It’s not that the Dallas Cowboys are entirely unaware of the fact that quarterback Dak Prescott is 32 years old, or of the fact that he has been prone to injury–and that the Cowboys have suffered as a result. It was only in 2024 when Prescott suffered a disastrous torn hamstring that put him out for nine weeks and helped fuel a 7-10 campaign for Dallas. The issue with finding and keeping a quality backup for Prescott, and maybe someone the Cowboys would hang onto until he was ready to start, is that Prescott just keeps looking so good when he does play.
It happened again last year, when he threw for 4,552 yards, third in the NFL. while also leading the league in completions (404) and finishing fourth with 30 touchdowns. The Cowboys have had Trey Lance on board, but gave up on developing him into an eventual starter, and had Joe Milton around last season–they could give up on him, too, if Sam Howell wins the backup job.

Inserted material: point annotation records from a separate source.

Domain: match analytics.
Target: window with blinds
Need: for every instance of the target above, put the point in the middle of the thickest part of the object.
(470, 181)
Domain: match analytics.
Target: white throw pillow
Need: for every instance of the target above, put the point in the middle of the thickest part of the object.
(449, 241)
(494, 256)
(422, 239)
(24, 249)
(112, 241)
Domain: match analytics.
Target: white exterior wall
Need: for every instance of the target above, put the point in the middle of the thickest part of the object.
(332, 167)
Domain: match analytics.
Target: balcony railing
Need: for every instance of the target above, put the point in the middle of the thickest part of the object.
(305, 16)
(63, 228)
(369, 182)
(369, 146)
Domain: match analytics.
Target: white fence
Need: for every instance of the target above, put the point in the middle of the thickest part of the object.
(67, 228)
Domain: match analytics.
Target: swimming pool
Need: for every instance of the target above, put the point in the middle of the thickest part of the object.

So there isn’t much appetite, or reason, for the Cowboys to invest heavily in a long-term quarterback project behind Prescott, who could conceivably be the starter under center for another five or six years. Except that there may be a worthwhile loophole this summer, involving Texas Tech quarterback Brendan Sorsby.

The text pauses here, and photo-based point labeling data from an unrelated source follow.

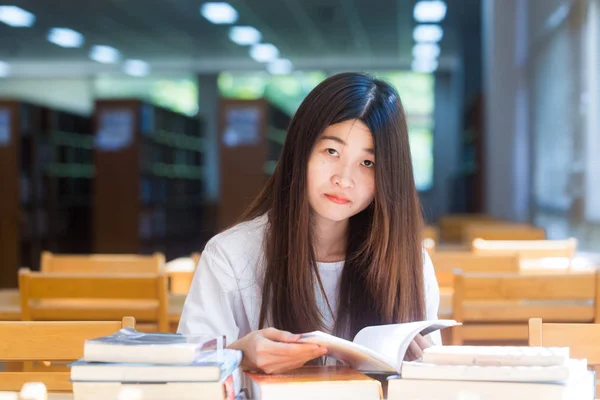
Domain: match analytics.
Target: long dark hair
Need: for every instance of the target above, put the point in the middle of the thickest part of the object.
(382, 279)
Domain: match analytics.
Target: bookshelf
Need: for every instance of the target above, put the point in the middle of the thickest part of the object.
(46, 173)
(251, 137)
(149, 187)
(468, 184)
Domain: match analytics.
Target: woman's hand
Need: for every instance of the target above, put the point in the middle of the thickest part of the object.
(273, 351)
(416, 347)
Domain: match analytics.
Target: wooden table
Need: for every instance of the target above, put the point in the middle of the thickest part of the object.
(51, 396)
(10, 306)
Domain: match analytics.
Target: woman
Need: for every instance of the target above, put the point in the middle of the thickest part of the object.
(332, 243)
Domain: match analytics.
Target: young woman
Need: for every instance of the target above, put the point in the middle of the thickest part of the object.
(332, 243)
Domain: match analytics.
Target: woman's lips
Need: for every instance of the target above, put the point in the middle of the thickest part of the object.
(337, 199)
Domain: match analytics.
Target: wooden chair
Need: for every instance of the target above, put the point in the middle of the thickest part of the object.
(446, 262)
(502, 231)
(95, 297)
(101, 263)
(583, 340)
(497, 307)
(527, 249)
(181, 272)
(48, 341)
(451, 226)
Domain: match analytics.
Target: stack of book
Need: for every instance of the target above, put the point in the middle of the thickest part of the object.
(134, 365)
(493, 373)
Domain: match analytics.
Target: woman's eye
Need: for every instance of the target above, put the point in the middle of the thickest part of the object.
(368, 163)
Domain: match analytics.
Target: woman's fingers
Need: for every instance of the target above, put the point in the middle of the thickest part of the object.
(423, 341)
(280, 336)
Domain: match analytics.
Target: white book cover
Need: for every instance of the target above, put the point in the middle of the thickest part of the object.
(581, 387)
(226, 388)
(496, 355)
(494, 373)
(210, 366)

Brendan Sorsby Has Admitted Gambling Issue
Sorsby’s situation is one the Cowboys could find worth monitoring. It figures to be a tricky one, but the basics are that it’s been revealed that, in four years of college at Cincinnati and Indiana, Sorsby was found to have placed 1,000s of bets on a variety of sports–including on college football, and including on the Hoosiers when he was in Bloomington. He transferred to Texas Tech before that news came out, and has checked into a rehab center, with his collegiate career in jeopardy.
There is a widespread belief that Tech could pull out of Sorsby’s NIL deal, said to be worth around $6 million, and that the NCAA could suspend him for the year, or life. That would likely ignite a lawsuit, but it would also open a path for Sorsby to enter his name in the 2026 supplemental draft in July. He would have until June 30 to enter and once he did, teams would bid 2027 draft picks to sign Sorsby.
So the Cowboys could bid a 2027 second-rounder or so for the rights to Sorsby, and if that was found to be the best bid, they’d get the player.
GettyDak Prescott #4 of the Dallas Cowboys
Cowboys Should Throw a Draft Pick at Brendan Sorsby
But … should the Cowboys do that? There is risk to pursuing Sorsby. But if Dallas is a good team this year and still wants to consider the future, getting Sorsby now would be ideal.
As SI.com NFL insider Albert Breer noted in an mailbag answer this week: “There’s also the other piece of this: Prescott will turn 34 next summer, has been banged up, and the time could be coming to put an heir apparent into the pipeline. If you’re Dallas, would you throw a second- or third-round supplemental pick out there this summer for Brendan Sorsby, should he declare? It’s worth thinking about, anyway.”
Cowboys Must Answer the Big Question: Can He Play?
Of course, the big question around Sorsby, for the Cowboys or for anyone, is whether he can play. The hurdles with a potential suspension and concerns about his gambling issue are obviously paramount, but this only takes on an NFL dimension if, indeed, he is a legitimate NFL player. The hope was that, after his transfer to Texas Tech, he would clearly show he is an NFL-level passer, but without a season’s worth of evidence, he becomes that much more of a risk.
Todd McShay, the draft guru for The Ringer, had a good way of thinking about where Sorsby stands here in May of 2026, hoping he can play college football next season.
Said McShay, “Sorsby is to me is a young man who is attempting to major in pocket passing. But I would give him a C grade in that, he is a C student in his major. But he is double minoring and is, I don’t know, dean’s list material in his two minors, and those minors are scrambling to extend and the creativity part of it, and he is an A student, brilliant in that minor. And his other minor is as a running threat, whether it is designed runs or taking off and exposing—this is the thing I think he does beautifully—you try to play man-to-man against this son of a gun and good luck.
“C student in his major, but dean’s list in his two minors. But in that major, the pocket passing, my goodness, he has a lot of potential.”